Opinion: Yahoo content guru says that audiences embrace Internet-based media for its immediacy and integration.The tale is widely told, probably with dramatic license, that tycoon David Sarnoff of RCA and NBC made his first proposal in 1915 for radio broadcasts of music and news. His associates, the story goes, pooh-poohed the idea as "messages to nobody in particular" and demanded to know who would ever pay to send them.
Often invoked to illustrate myopic thinking, that (possibly apocryphal) challenge looks more farsighted as content providers shift their focus from radio and TV to IP-network media. Those who pay to send the unaddressed messages of mass-market advertising can now know much more about who's receiving themand have much more power to decide who they'll pay to reach.

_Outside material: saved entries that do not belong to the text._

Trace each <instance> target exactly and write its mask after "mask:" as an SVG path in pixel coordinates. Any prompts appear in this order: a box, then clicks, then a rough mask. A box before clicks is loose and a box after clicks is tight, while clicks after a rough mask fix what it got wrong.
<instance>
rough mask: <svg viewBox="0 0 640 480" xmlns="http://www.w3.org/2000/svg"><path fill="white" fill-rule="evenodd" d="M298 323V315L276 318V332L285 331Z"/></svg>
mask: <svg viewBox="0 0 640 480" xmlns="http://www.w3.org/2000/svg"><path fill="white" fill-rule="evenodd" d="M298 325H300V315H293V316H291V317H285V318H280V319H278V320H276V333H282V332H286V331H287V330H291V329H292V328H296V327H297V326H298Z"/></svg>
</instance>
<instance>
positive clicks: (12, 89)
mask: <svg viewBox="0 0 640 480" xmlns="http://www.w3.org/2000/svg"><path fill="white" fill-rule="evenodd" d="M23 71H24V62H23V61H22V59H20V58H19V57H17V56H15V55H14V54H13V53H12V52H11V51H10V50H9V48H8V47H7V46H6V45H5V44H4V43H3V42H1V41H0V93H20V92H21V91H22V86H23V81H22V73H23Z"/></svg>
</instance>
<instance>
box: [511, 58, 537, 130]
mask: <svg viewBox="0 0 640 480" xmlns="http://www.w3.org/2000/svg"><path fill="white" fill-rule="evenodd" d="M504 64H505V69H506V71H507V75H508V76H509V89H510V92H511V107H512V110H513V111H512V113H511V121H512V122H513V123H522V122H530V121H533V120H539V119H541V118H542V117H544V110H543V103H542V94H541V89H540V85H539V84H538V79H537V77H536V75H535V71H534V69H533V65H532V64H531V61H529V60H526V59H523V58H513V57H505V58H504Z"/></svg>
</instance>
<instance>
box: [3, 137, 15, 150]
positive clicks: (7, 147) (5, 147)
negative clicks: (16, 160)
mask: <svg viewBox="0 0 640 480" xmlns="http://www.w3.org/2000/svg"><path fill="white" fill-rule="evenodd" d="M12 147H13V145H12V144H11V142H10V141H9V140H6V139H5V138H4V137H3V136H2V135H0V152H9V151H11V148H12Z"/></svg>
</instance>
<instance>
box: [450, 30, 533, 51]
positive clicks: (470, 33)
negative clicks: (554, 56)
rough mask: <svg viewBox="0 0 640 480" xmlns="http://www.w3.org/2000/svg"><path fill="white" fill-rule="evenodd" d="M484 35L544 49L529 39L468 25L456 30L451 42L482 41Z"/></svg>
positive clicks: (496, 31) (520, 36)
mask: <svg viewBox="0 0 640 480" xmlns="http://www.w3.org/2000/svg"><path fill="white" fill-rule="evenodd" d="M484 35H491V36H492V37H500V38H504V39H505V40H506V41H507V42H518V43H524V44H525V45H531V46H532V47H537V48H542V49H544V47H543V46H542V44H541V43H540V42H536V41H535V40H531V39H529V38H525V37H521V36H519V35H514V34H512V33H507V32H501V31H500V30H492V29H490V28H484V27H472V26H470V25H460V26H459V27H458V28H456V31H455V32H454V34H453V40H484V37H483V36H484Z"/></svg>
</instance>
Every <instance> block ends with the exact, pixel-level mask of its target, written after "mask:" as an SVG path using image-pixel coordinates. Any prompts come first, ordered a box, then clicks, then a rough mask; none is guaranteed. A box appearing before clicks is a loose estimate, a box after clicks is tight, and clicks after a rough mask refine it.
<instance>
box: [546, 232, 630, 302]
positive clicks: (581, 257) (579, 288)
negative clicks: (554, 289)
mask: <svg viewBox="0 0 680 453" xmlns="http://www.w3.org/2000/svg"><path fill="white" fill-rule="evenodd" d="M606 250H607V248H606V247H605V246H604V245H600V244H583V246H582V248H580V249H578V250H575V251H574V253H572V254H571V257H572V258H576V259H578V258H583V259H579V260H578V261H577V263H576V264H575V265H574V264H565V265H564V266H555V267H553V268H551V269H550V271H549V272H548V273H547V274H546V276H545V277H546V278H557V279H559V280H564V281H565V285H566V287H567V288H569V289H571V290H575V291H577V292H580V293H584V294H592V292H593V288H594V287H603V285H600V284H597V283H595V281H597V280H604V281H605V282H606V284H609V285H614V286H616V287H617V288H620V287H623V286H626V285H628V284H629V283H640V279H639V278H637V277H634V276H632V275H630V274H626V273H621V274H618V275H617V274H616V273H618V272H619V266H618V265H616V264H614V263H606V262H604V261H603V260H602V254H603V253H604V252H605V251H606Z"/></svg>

We're at a watershed moment in the creation of a mainstream audience for Internet streaming content, according to Scott Moore, vice president of Content Operations for Yahoo. I spoke with Moore as Yahoo was getting ready to light the fires on its coverage of the space shuttle launch originally scheduled for July 13. With an exclusive deal on the upstream side to serve NASA's official video feed and downstream arrangements for 50G bps of bandwidth, Yahoo was aiming for appreciation from the strong Internet demographic of spaceflight enthusiasts. "We're not making money from this," said Moore, but Yahoo obviously hoped to gain good associations for its brand.
As we spoke, I thought of the hallways of my elementary school, filled with students and teachers watching low-data-density broadcasts from the launch pads of Mercury, Gemini and Apollo. The memory made for quite a contrast with the multiple images and multiple channels of collateral data available to a desk worker with a broadband connection while waiting on July 13 (and, as of this writing, still waiting) for Discovery to fly.